Why can I use the same lifetime label for variables that have different lifetimes?

Question

Why does this code compile?

#[derive(Debug)]
pub struct Foo<'a> {
    pub x: &'a [&'a str],
}

fn main() {
    let s = "s".to_string();
    let t: &str = s.as_ref();
    {
        let v = vec![t];
        let foo = Foo { x: &v[..] };
        println!("{:?}", &foo);
    }
}

In my Foo struct, my x field contains a slice of &strs. My understanding of these lifetime labels is that the slice and the individual &strs have the same lifetime.

However, in my example the &str t (in the outer block) does not have the same lifetime as the container slice (in the inner block).

Answer 1

The syntax 'a is actually used in two different situations:

• labeling a loop
• indicating a bound

The first situation, labeling a loop:

fn main() {
    'a: loop {
        println!("{}", 3);
        break 'a;
    }
}

Here, 'a clearly delineates the lifetime of the loop body, and allows breaking from multiple layers of loops in one fell swoop.
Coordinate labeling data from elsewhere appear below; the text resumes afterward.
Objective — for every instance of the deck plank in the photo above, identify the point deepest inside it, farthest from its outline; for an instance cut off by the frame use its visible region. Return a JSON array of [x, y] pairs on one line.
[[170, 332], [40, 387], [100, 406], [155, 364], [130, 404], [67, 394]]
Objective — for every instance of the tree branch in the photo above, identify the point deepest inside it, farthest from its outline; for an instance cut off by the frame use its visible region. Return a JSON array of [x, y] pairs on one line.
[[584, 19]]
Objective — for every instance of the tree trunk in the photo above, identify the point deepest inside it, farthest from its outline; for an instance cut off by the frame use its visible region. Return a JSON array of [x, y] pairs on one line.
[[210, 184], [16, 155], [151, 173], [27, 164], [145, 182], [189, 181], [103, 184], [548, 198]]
The second, and more similar situation, is using 'a to represent a bound:

fn<'a> susbtr(haystack: &'a str, offset: usize) -> &'a str;

In this case, the lifetime 'a does not represent the actual lifetime of the variable, it represents a bound on the lifetime of the referenced variable and allows tying together the bounds of various variables.

Note that the caller and callee interpret the bound differently:

• from the perspective of the caller, 'a is an upper-bound, a promise that the return value will live at least as long as the parameter (maybe longer, no guarantee)
• from the perspective of the callee (ie, substr), 'a is a lower-bound, a check that any returned value must live at least as long as the parameter (maybe longer, not necessary)

We can have variance since the bound does not represent the actual lifetime, when a single bound is used for multiple lifetimes, the compiler will simply deduce the lowest/highest bound that makes sense for the situation:

• the caller gets the lowest upper-bound feasible (ie, the least guarantee)
• the caller gets the highest lower-bound feasible (ie, the least constraint)

For example:

fn<'b> either(one: &'b str, two: &'b str, flag: bool) -> &'b str {
    if flag { one } else { two }
}

can be called with:

fn<'a> call(o: &'a str, flag: bool) -> &'a str {
    either(o, "Hello, World", flag)
}

Here, the lifetime of o is unknown (some 'a) whilst the lifetime of "Hello, World" is known ('static), 'static is by definition the greater of the lifetimes (it lives for all the program).

• the caller of call only knows that the return value lives at least as long as o
• call must guarantee this, it supplies o and "Hello, World" to either where 'b is deduced to be the lowest bound between 'a and 'static (thus 'a)
• either simply must return something that lives as long as either one of its arguments; it's unaware that their lifetime may differ, and cares not

Answer 2

My understanding of these lifetime labels is that the slice and the individual &strs have the same lifetime.

This is a common misconception. It really means that there has to be a lifetime that applies to both. When instantiated, the Foo struct's 'a corresponds to the lines of the inner block after let v = vec![t]; as that is a lifetime that both variables share.

If this flexibility didn't exist, lifetimes would be super painful to use. Variables defined on two lines have different actual lifetimes (the one defined first outlives the one defined second). If the lifetimes had to actually match, we'd always have to define all the variables on the same line!

Some more detailed information is available in RFC #738 — Variance.